I feel like I can help others more now. If someone had a problem before I’d have to be like oh yeah that sucks. Let’s google it or let’s see if we can find an herb for it. Now I have an entire library with which to help them. Sometimes solving a little problem for someone makes all the difference in their lives.
I used to hold a lot more grudges, and beat myself
up much harder. My internal dialogue toward others and myself is much more kind now. Am I supportive of everything? No. But I ask more questions of myself and I try to give others the benefit of the doubt before rushing to judgment. I didn’t really do that before. I didn’t have the patience. I have some more patience.
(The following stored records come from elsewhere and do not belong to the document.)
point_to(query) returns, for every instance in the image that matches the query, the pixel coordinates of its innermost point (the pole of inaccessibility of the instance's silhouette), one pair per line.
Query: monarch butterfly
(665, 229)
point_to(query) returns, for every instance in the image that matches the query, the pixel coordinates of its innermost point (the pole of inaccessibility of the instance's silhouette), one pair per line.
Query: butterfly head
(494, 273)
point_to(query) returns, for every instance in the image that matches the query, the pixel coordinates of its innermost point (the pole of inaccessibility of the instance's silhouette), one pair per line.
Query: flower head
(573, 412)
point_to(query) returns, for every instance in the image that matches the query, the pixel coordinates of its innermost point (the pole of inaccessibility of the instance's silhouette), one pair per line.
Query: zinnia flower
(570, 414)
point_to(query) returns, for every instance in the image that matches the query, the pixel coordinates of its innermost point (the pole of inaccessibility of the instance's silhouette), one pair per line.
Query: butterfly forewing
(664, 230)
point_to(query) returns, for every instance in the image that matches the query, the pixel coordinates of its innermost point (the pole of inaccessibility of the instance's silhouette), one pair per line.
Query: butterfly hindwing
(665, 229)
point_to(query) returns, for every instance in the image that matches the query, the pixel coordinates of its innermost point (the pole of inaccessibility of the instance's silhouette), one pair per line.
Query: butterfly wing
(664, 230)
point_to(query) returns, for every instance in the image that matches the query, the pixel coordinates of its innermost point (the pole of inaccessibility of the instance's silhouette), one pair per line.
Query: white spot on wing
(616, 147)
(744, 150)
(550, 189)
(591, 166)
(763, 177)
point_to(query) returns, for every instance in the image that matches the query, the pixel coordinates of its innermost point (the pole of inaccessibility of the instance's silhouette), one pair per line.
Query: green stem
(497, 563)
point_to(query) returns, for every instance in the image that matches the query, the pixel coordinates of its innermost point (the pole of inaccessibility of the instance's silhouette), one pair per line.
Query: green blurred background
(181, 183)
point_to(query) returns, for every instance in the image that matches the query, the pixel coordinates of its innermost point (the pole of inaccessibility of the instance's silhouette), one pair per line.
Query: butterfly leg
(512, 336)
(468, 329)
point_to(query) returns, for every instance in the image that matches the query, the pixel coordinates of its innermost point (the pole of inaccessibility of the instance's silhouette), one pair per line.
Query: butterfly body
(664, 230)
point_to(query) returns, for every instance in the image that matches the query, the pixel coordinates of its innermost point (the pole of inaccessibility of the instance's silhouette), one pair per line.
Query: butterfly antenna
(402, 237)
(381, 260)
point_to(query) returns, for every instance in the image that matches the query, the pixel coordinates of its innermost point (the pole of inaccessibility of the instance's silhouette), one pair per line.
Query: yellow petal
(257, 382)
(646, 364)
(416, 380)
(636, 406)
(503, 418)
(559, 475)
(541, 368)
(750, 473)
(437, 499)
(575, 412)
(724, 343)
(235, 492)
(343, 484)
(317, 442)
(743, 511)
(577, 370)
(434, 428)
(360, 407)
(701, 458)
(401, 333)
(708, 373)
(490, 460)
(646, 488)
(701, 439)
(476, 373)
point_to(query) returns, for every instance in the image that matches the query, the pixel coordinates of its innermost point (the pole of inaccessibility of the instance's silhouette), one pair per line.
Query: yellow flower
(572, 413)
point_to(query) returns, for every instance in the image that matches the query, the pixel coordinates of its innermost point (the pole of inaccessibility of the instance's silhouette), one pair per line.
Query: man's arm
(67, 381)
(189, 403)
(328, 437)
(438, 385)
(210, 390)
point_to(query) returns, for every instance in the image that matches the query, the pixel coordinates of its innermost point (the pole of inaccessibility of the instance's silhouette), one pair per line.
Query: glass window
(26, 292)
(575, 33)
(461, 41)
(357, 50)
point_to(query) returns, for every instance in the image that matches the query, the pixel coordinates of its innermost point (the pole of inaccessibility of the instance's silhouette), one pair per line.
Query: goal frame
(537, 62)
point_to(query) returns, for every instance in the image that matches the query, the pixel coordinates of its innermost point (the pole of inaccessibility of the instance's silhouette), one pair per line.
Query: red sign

So, thanks to all this I get to be 2.0 instead of 1.0. Or half.0. Working on 3.0. I think the Claircognizance will improve. I think I’ve gotten in the way of that because sometimes you just don’t want to know. You know? But fears can be silly, because we’re floating on a ball through space it’s already terrifying. Might as well go nuts. So thank you so much for everything. As always. I’ll always remember all of this and I’ll always be grateful, and should I live long enough to know somebody who could be considered a grandchild I will certainly tell them about this, if they don’t know already.